WITH THE PLETHORA of wireless standards being applied to today's handheld devices, the antennas integrated in those products must often operate in 10 or more frequency bands. For the antenna designer, this translates into the challenge of having to cover a single very wide frequency band or multiple frequency bands while maintaining small size and high efficiency. A novel solution may be to use antennas that have a reconfigurable operating frequency with frequency-invariant radiation characteristics. A method for electrically tuning the frequency of a planar inverted-F antenna (PIFA) has been presented by Mikko Komulainen and Heli Jantunen from the Microelectronics and Materials Physics Laboratories and the Electronics Materials, Packaging, and Reliability Techniques (EMPART) Research Group at the University of Oulu, Finland together with Markus Berg and Erkki T. Salonen from that university's Telecommunication Laboratory. They were joined in this work by Charles Free from the Advanced Technology Institute at the University of Surrey, UK.

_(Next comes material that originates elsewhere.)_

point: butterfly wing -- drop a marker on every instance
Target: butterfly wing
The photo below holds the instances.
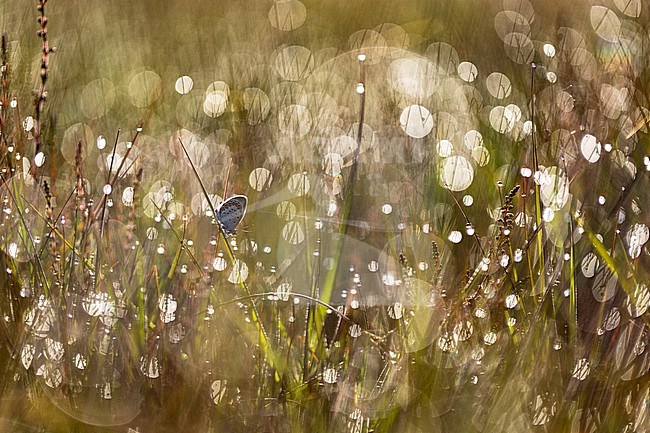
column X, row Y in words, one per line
column 231, row 212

These individuals integrated a tuning circuit into the antenna element, thereby leaving it free of direct-current (DC) wires. The tuning circuit comprised an RF switch and discrete passive components. It was integrated using reactive passive components, which form separate paths for the RF signal and DC control voltage. The DC voltage is carried to the switch simultaneously with the RF signal. To demonstrate the proposed tuning method, the researchers used a dual-band PIFA that can operate in four frequency bands. The antenna's rectangular patch is slit to form two separate paths for resonating currents, thus enabling dual-band operation. The antenna covers the GSM 850, GSM 900, GSM 1800, PCS 1900, and UMTS frequency ranges with more than 40-percent total efficiency.
Obviously, this kind of antenna will not simultaneously cover all of the frequency bands. Yet it may provide several dynamically selectable narrow frequency bands. Within those bands, it can exhibit higher efficiency than conventional antenna solutions. This approach can be used to downsize antennas while maintaining the operating bandwidth or to raise an antenna's bandwidth without increasing its physical size. Such tuning methods also can compensate for proximity effects. The frequency-tuning concept can be extended to more complex PIFA structures and other types of antennas. See "A Frequency Tuning Method for a Planar Inverted-F Antenna," IEEE Transactions on Antennas and Propagation, April 2008, p. 944.